Clinical Considerations
Triage
IEM should be considered in any neonate or infant who is critically ill without known etiology.
IEM can present at any age with recurrent syndromes (stupor, lethargy), failure to thrive, unusual
odors, or unexplained neurologic findings.
Assessment
History. Poor feeding, frequent vomiting, failure to thrive, lethargy in the morning before feeding or with
delayed feeding, intractable seizures, hypothermia, or acute life-threatening events are common
presentations of acute decompensation episodes. Unusual dietary preferences, particularly protein or
carbohydrate aversion, or the waxing/waning of episodic symptomatology may indicate possible IEM in
an otherwise healthy child. Physiologic stressors such as fasting, fever, illness, trauma, or surgery may
precipitate symptoms, especially if the stressor induces a catabolic state. Intercurrent infection may result
in decompensation out of proportion to the illness. A history of multiple hospitalizations for lethargy and
dehydration with improvement following intravenous (IV) fluids and glucose is common. Psychomotor
developmental delay, especially with loss of milestones, is also concerning for an IEM.

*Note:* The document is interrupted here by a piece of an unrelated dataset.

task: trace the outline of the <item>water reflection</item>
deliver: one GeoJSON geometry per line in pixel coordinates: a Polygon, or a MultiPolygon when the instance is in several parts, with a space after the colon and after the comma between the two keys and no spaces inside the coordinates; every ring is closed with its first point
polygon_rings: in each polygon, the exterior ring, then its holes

Certain findings suggest particular categories of IEMs. Vomiting occurs with many IEMs but is a
prominent feature of organic acidemias and urea cycle defects. Lethargy progressing to coma is common
with amino acid disorders, organic acidemias, urea cycle defects, fatty acid oxidation defects, and certain
disorders of carbohydrate intolerance. IEM should also be considered in any child with unexpected,
unexplained sudden death, even without other history suggestive of IEM. Cerebral edema is particularly
common in maple syrup urine disease and disorders with elevated ammonia or severe hypoglycemia.
Rapid deep breathing resulting in respiratory alkalosis is a hallmark of urea cycle disorders while
metabolic acidosis is more commonly seen in organic acidemias.